Прежде всего, к вопросу о том, двигаться или стоять на месте: я вижу, что ты снова переехала в новый дом. Почему? Разошлась и со своим философом-евреем? Если да, то почему? Или это твоя рабочая студия? Но если это студия, то почему ты сняла ее так далеко от дома? Другие гипотезы в голову не приходят, поскольку исключаю, что, оставаясь вместе, вы просто поменяли жилье: не могу представить себе философа-еврея, всю жизнь прожившего в Марэ[92], как ты его описывала, и вдруг ни с того ни с сего срывающегося оттуда и переезжающего на новое место в шестнадцатый округ.
Несомненно, что за этим передвижением стоит какой-то мотив; труднее понять, стоит ли он за неподвижностью. Но это потому, что наше время раз от разу придавало все больше ценности переменам, даже переменам ради перемен, и перемены – это то, чего все больше всего желают.
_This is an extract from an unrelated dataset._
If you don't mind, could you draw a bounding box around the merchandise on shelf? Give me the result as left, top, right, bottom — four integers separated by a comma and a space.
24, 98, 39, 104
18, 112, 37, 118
Поэтому тут ничего не поделаешь, кто движется – тот храбрец, кто не движется – тот трус, кто меняет – тот просвещен, кто не меняет – тот невежда. Так стали считать в наше время. Поэтому мне очень приятно, что ты заметила (если я правильно понял твое письмо), что требуется смелость и энергия, чтобы не двигаться с места.
Я вот думаю о тебе: сколько раз ты переезжала? Сколько поменяла рабочих мест? Сколько возлюбленных, мужей, приятелей, детей, абортов, летних загородных вилл и домов на море, сколько привычек, огорчений, удовольствий и боли было в твоей жизни? Сколько энергии ты на это ухлопала? Невероятно много. И ты в свои пятьдесят два года пишешь тому, кто – да – все это время оставался более или менее неподвижен.
Я говорю «более или менее», потому что перемены, как ты знаешь, были и в моей жизни: эдакие затрещины, что вышвыривали меня оттуда, где бы я хотел задержаться, и оставляли почти без сил.
Все перемены, которые я изведал, были только к худшему, Луиза. Мне прекрасно известно, так не у всех, напротив, в нашем воображении полно ярких и вдохновляющих историй о переменах, улучшивших жизнь людей и даже целых народов. Я не возьмусь их перечислять. Но со мной все вышло иначе.